The 1946 birth cohort will shed light on the emergence of dementia in the general population. 

In 1946 a remarkable experiment began. All infants born during a single week in March were enrolled in a national maternity survey, generating invaluable data on early health and the cost of childbirth. Subsequently, researchers have continued to follow a subset of these infants, who became the 1946 birth cohort and have gone on to provide unique insight into factors affecting health and wellbeing across the life course. And as cohort members reach their later years, they are yet again contributing to our understanding of disease - this time, early signs of dementia. 

The 1946 cohort, the world's longest running birth cohort, is coordinated by the MRC Unit for Lifelong Health and Ageing (LHA), led by Professor Diana Kuh. From the 5000 or so infants, more than half are still contributing regularly, undergoing periodic health checkups, taking tests of cognition, and contributing medical and lifestyle data. 

As participants reach their late 60s, they have become of increasing interest to the field of healthy ageing. Uniquely, the wealth of data collected over their lifetime can reveal factors influencing health and wellbeing in old age. 
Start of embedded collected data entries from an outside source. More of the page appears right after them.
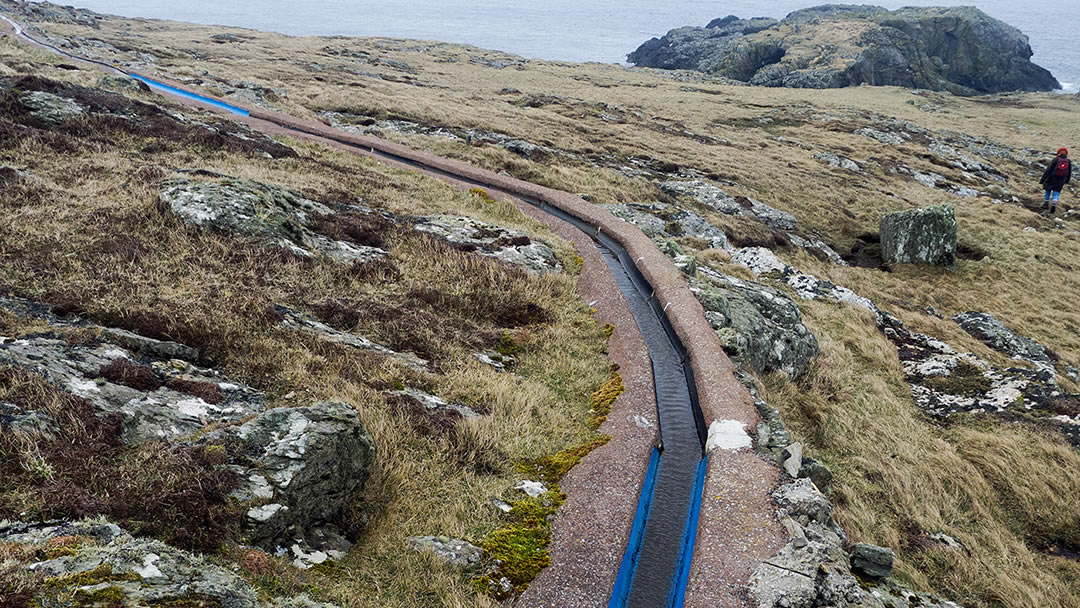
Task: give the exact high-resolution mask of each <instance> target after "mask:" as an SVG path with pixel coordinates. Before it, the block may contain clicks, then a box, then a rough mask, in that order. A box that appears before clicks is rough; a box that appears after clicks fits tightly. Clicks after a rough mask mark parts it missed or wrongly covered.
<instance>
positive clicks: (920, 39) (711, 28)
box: [626, 4, 1061, 95]
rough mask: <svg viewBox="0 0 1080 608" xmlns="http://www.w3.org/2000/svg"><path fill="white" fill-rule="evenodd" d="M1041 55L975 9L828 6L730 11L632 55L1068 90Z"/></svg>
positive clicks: (775, 82)
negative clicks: (895, 9)
mask: <svg viewBox="0 0 1080 608" xmlns="http://www.w3.org/2000/svg"><path fill="white" fill-rule="evenodd" d="M1032 55H1034V52H1032V51H1031V46H1030V44H1029V42H1028V38H1027V36H1025V35H1024V33H1023V32H1021V31H1020V30H1018V29H1016V28H1015V27H1012V26H1010V25H1009V24H1005V23H1003V22H1000V21H998V19H996V18H994V17H990V16H989V15H987V14H986V13H984V12H982V11H980V10H978V9H975V8H971V6H955V8H935V6H927V8H910V6H909V8H904V9H899V10H895V11H888V10H886V9H882V8H879V6H870V5H842V4H829V5H823V6H814V8H810V9H804V10H801V11H795V12H794V13H792V14H789V15H787V16H786V17H785V18H784V19H782V21H775V19H768V18H754V19H740V18H738V17H735V16H727V17H724V18H720V19H714V21H713V22H711V23H710V24H708V25H706V26H705V27H680V28H676V29H673V30H671V31H669V32H667V33H666V35H665V36H663V37H661V38H653V39H651V40H649V41H647V42H645V43H644V44H642V45H640V46H638V48H637V50H635V51H634V52H632V53H630V54H629V55H627V56H626V59H627V62H630V63H632V64H634V65H637V66H639V67H652V68H662V69H692V70H700V71H703V72H706V73H711V75H715V76H718V77H725V78H730V79H733V80H737V81H741V82H744V83H747V84H752V85H760V86H791V87H798V89H834V87H842V86H856V85H859V84H875V85H894V86H906V87H914V89H928V90H932V91H947V92H950V93H954V94H958V95H978V94H986V93H1001V92H1007V91H1053V90H1055V89H1061V83H1058V82H1057V80H1056V79H1055V78H1054V77H1053V75H1051V73H1050V71H1048V70H1047V69H1044V68H1042V67H1039V66H1037V65H1035V64H1032V63H1031V60H1030V59H1031V56H1032Z"/></svg>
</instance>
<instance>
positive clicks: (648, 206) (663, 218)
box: [600, 203, 731, 249]
mask: <svg viewBox="0 0 1080 608" xmlns="http://www.w3.org/2000/svg"><path fill="white" fill-rule="evenodd" d="M600 206H604V207H605V208H607V210H608V211H609V212H611V215H613V216H616V217H618V218H619V219H623V220H625V221H629V222H631V224H633V225H634V226H637V227H638V228H640V229H642V232H645V234H646V235H648V237H650V238H652V239H674V238H676V237H693V238H694V239H702V240H704V241H707V242H708V246H710V247H712V248H714V249H729V248H731V245H730V244H729V243H728V237H727V234H725V233H724V231H723V230H720V229H719V228H717V227H715V226H713V225H712V224H710V222H708V220H706V219H705V218H703V217H701V216H700V215H698V214H696V213H693V212H691V211H687V210H684V208H681V207H677V206H675V205H669V204H664V203H616V204H608V205H600Z"/></svg>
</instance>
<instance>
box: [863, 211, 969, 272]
mask: <svg viewBox="0 0 1080 608" xmlns="http://www.w3.org/2000/svg"><path fill="white" fill-rule="evenodd" d="M956 234H957V224H956V215H955V214H954V212H953V206H951V205H940V206H934V207H924V208H919V210H910V211H904V212H897V213H891V214H888V215H886V216H885V217H882V218H881V259H882V260H885V261H886V262H887V264H929V265H932V266H945V267H953V266H955V265H956V240H957V237H956Z"/></svg>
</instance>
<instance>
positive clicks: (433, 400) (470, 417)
mask: <svg viewBox="0 0 1080 608" xmlns="http://www.w3.org/2000/svg"><path fill="white" fill-rule="evenodd" d="M390 394H392V395H396V396H400V397H405V398H407V400H410V401H413V402H414V403H416V404H417V405H419V406H421V407H423V408H424V409H426V410H428V411H431V413H454V414H457V415H459V416H461V417H462V418H478V417H480V414H476V410H474V409H473V408H471V407H469V406H468V405H462V404H460V403H449V402H447V401H446V400H444V398H442V397H438V396H435V395H433V394H430V393H426V392H423V391H420V390H417V389H404V390H401V391H391V392H390Z"/></svg>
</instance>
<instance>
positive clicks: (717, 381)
mask: <svg viewBox="0 0 1080 608" xmlns="http://www.w3.org/2000/svg"><path fill="white" fill-rule="evenodd" d="M0 31H2V32H4V33H8V35H13V32H14V31H13V28H12V27H11V26H10V25H9V24H8V23H4V22H0ZM78 63H79V64H81V65H82V66H84V67H90V68H95V69H108V68H107V67H105V66H100V65H96V64H92V63H86V62H81V60H79V62H78ZM139 76H145V77H148V78H153V79H156V80H159V81H161V82H164V83H166V84H170V85H172V86H176V87H178V89H186V87H185V86H184V85H181V84H178V83H173V82H170V81H168V80H166V79H162V78H160V77H157V76H154V75H139ZM174 100H179V102H180V103H183V104H187V105H192V106H195V105H197V104H195V103H194V102H191V100H186V99H179V98H174ZM237 105H238V106H241V105H239V104H237ZM199 107H203V108H204V106H199ZM241 107H242V106H241ZM220 111H221V112H222V113H225V114H226V116H227V117H228V118H232V119H234V120H238V121H241V122H245V123H247V124H248V125H251V126H253V127H255V129H258V130H260V131H262V132H265V133H269V134H283V135H289V136H293V137H301V138H305V139H310V140H315V141H319V143H322V144H325V145H327V146H330V147H334V148H338V149H343V150H348V151H351V152H355V153H362V154H365V156H370V157H374V158H376V159H378V160H379V161H380V162H384V163H387V164H389V165H393V166H400V167H405V168H409V170H414V171H417V170H419V171H422V172H423V173H427V174H429V175H432V176H434V177H437V178H441V179H444V180H445V181H448V183H450V184H454V185H455V186H458V187H462V188H471V187H473V186H475V185H476V184H477V183H478V184H482V185H483V186H484V187H485V188H486V189H488V191H489V192H490V193H491V194H492V195H496V197H497V198H498V197H508V198H510V199H511V200H514V201H515V203H516V204H518V206H521V208H522V210H523V211H525V212H526V213H529V214H530V215H532V216H534V217H537V218H538V219H541V220H542V221H544V222H545V224H548V225H549V226H551V227H552V228H553V229H554V230H555V231H556V233H557V234H559V235H561V237H563V238H565V239H567V240H569V241H571V242H573V243H575V245H576V246H577V248H578V251H579V253H580V255H581V256H582V257H583V258H584V259H585V269H584V271H583V272H582V275H581V278H580V280H579V291H580V292H581V294H582V296H583V297H584V298H585V299H586V300H589V301H593V300H595V301H596V308H597V321H599V322H600V323H612V324H615V325H616V332H615V334H613V335H612V337H611V343H610V357H611V361H612V362H615V363H618V364H619V365H620V366H621V370H620V373H621V374H622V377H623V381H624V383H625V386H626V392H625V393H623V395H622V396H621V397H620V398H619V400H617V402H616V404H615V408H613V409H612V413H611V416H609V418H608V421H607V422H606V423H605V425H604V427H603V429H602V430H603V432H605V433H607V434H609V435H611V436H612V440H611V442H610V443H608V444H607V445H606V446H604V447H602V448H599V449H596V450H594V451H593V452H592V454H590V455H589V457H586V458H585V459H584V460H583V461H582V462H581V464H579V465H578V467H576V468H575V469H573V470H571V471H570V473H569V474H568V475H567V477H566V479H565V481H564V483H563V484H562V486H563V489H564V491H566V492H567V495H568V498H567V502H566V504H565V505H564V506H563V508H562V509H561V511H559V513H558V515H557V517H556V519H555V523H554V530H555V535H554V540H553V542H552V559H553V565H552V566H551V567H550V568H548V569H545V570H544V571H543V572H541V575H540V577H538V578H537V580H536V582H535V583H534V584H532V585H531V586H530V587H529V590H528V591H527V592H526V594H525V595H524V596H523V597H522V598H521V599H519V600H518V602H517V605H518V606H526V607H551V608H577V607H593V606H605V605H606V604H607V600H608V595H609V594H610V590H611V586H612V583H613V581H615V577H616V573H617V569H618V567H619V563H620V560H621V558H622V551H623V549H624V548H625V544H626V539H627V537H629V532H630V527H631V524H632V521H633V517H634V511H635V509H636V504H637V497H638V495H639V491H640V486H642V483H643V479H644V476H645V470H646V468H647V464H648V455H649V451H650V450H651V448H652V446H653V445H654V444H656V442H657V437H658V436H657V433H658V429H657V414H656V398H654V395H653V386H652V374H651V365H650V363H649V359H648V352H647V351H646V350H645V344H644V341H643V340H642V337H640V334H639V333H638V332H637V326H636V324H635V323H634V320H633V317H632V316H631V314H630V309H629V307H627V305H626V301H625V300H624V299H623V297H622V294H621V293H620V292H619V289H618V287H617V286H616V283H615V280H613V278H612V275H611V273H610V271H609V269H608V268H607V265H606V264H605V262H604V260H603V259H602V257H600V256H599V253H598V252H597V251H596V248H595V245H594V244H593V242H592V240H591V239H589V238H588V237H586V235H585V234H583V233H582V232H581V231H580V230H578V229H576V228H573V227H570V226H569V225H567V224H566V222H563V221H562V220H558V219H556V218H554V217H552V216H550V215H548V214H545V213H543V212H541V211H539V210H537V208H535V207H532V206H531V205H529V204H528V203H527V202H525V201H523V200H522V198H523V197H524V198H530V199H536V200H542V201H544V202H546V203H549V204H552V205H554V206H557V207H559V208H562V210H563V211H566V212H568V213H570V214H572V215H576V216H578V217H579V218H582V219H584V220H586V221H589V222H591V224H593V225H596V226H600V227H603V228H604V230H605V231H606V232H608V233H609V234H611V235H613V237H615V238H616V239H617V240H618V241H619V242H620V243H622V244H623V246H625V247H626V249H627V251H629V252H630V254H631V256H632V257H633V258H634V259H635V262H636V265H637V266H638V268H639V270H640V271H642V273H643V274H644V275H645V278H646V279H647V280H648V281H649V283H650V284H651V285H652V286H653V288H654V289H656V292H657V297H658V298H659V299H660V301H661V302H662V303H663V305H664V310H665V311H666V312H667V315H669V319H670V320H671V322H672V325H673V326H674V327H675V330H676V333H677V334H678V336H679V338H680V340H681V341H683V343H684V344H685V346H686V348H687V351H688V352H689V354H690V356H691V360H692V363H693V370H694V380H696V383H697V387H698V392H699V400H700V403H701V408H702V411H703V413H704V418H705V422H706V424H712V423H713V422H714V421H717V420H721V421H730V420H734V421H738V422H739V423H740V424H742V425H743V427H744V428H745V429H747V430H753V429H754V428H755V425H756V423H757V420H758V417H757V414H756V411H755V409H754V407H753V400H752V397H751V396H750V394H748V392H747V391H746V389H745V388H744V387H742V384H741V383H739V381H738V380H737V379H735V378H734V376H733V374H732V371H733V367H732V364H731V362H730V361H729V360H728V357H727V356H726V355H725V354H724V351H723V348H721V347H720V343H719V339H718V338H717V337H716V335H715V333H714V332H713V330H712V328H711V327H710V326H708V323H707V322H706V321H705V317H704V314H703V311H702V308H701V305H700V303H699V302H698V300H697V298H694V296H693V294H691V293H690V291H689V288H688V286H687V283H686V280H685V279H684V276H683V275H681V273H680V272H679V271H678V270H677V269H676V268H675V267H674V266H673V265H672V264H671V261H670V260H669V259H667V257H666V256H664V255H663V254H662V253H661V252H660V251H659V249H658V248H657V246H656V245H654V244H653V243H652V241H651V240H650V239H649V238H648V237H646V235H645V234H644V233H642V232H640V231H639V230H638V229H637V228H636V227H633V226H632V225H630V224H627V222H624V221H622V220H620V219H618V218H616V217H613V216H612V215H610V214H609V213H608V212H606V211H604V210H602V208H599V207H596V206H594V205H592V204H590V203H588V202H585V201H583V200H582V199H580V198H579V197H577V195H575V194H570V193H567V192H559V191H556V190H551V189H549V188H544V187H541V186H537V185H535V184H529V183H525V181H521V180H517V179H514V178H512V177H509V176H504V175H499V174H496V173H494V172H490V171H487V170H482V168H478V167H474V166H471V165H468V164H465V163H462V162H458V161H451V160H448V159H443V158H440V157H436V156H433V154H430V153H427V152H422V151H419V150H415V149H411V148H408V147H406V146H402V145H399V144H393V143H390V141H386V140H381V139H377V138H374V137H365V136H355V135H350V134H346V133H342V132H338V131H335V130H333V129H330V127H327V126H326V125H324V124H321V123H318V122H313V121H306V120H299V119H295V118H293V117H287V116H284V114H280V113H276V112H267V111H262V110H251V113H252V116H251V117H249V118H240V117H235V116H232V114H228V113H227V112H225V110H220ZM298 130H299V131H298ZM387 154H390V156H394V157H399V159H391V158H388V157H387ZM401 159H406V160H401ZM416 163H419V164H420V165H422V166H420V167H418V166H417V164H416ZM635 416H638V417H640V419H637V420H635ZM643 424H644V425H643ZM650 425H651V427H650ZM779 477H780V472H779V470H778V469H777V468H775V467H774V465H772V464H770V463H767V462H766V461H765V460H762V459H761V458H759V457H758V456H757V455H755V454H754V452H753V451H751V450H750V449H748V448H745V447H743V448H739V449H732V450H728V449H724V448H720V449H716V450H713V451H712V452H711V455H710V465H708V472H707V476H706V482H705V492H704V500H703V503H702V510H701V522H700V526H699V530H698V541H697V545H696V550H694V556H693V564H692V568H691V572H690V581H689V585H688V593H687V602H686V605H687V606H690V607H696V608H697V607H701V608H705V607H710V608H713V607H744V606H750V600H748V598H747V597H746V581H747V579H748V578H750V575H751V573H752V572H753V570H754V569H755V568H756V567H757V566H758V565H759V564H760V563H761V560H764V559H766V558H767V557H769V556H771V555H773V554H774V553H775V552H777V551H778V550H779V549H780V546H781V545H782V544H783V542H784V540H785V539H784V535H783V530H782V528H781V526H780V525H779V523H778V522H777V518H775V516H774V506H773V504H772V501H771V499H770V498H769V494H770V492H771V491H772V489H773V488H774V487H775V486H777V483H778V481H779Z"/></svg>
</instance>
Furthermore, for dementia researchers, the cohort is a golden opportunity to study an entirely unbiased population sample as they begin to show signs of cognitive impairment. Even if symptoms are not apparent, their brains may still be showing the distinctive changes that precede overt loss of cognitive function. 

To gain insight into the changes, 500 cohort members are being invited to participate in a dementia substudy, being led by Professor Marcus Richards at the LHA and Dr Jonathan Schott and Professor Nick Fox in UCL's Dementia Research Centre. Participants will undergo combined PET-MRI scanning, to characterise brain structure and levels of β-amyloid. They will also provide biological samples for biomarker assessment and genetic analysis, and undertake various performance tests. After a baseline scan, study members will be scanned again in two to three years' time. 

The study is a rare opportunity to collect data from large numbers of healthy individuals and to relate them to the subsequent development of disease. In addition, analysis of historical data will also shed light on multiple other factors, from education to blood pressure, that could conceivably affect the onset of symptoms. This most intensively studied group of individuals therefore look set to benefit medicine all the way from cradle to grave.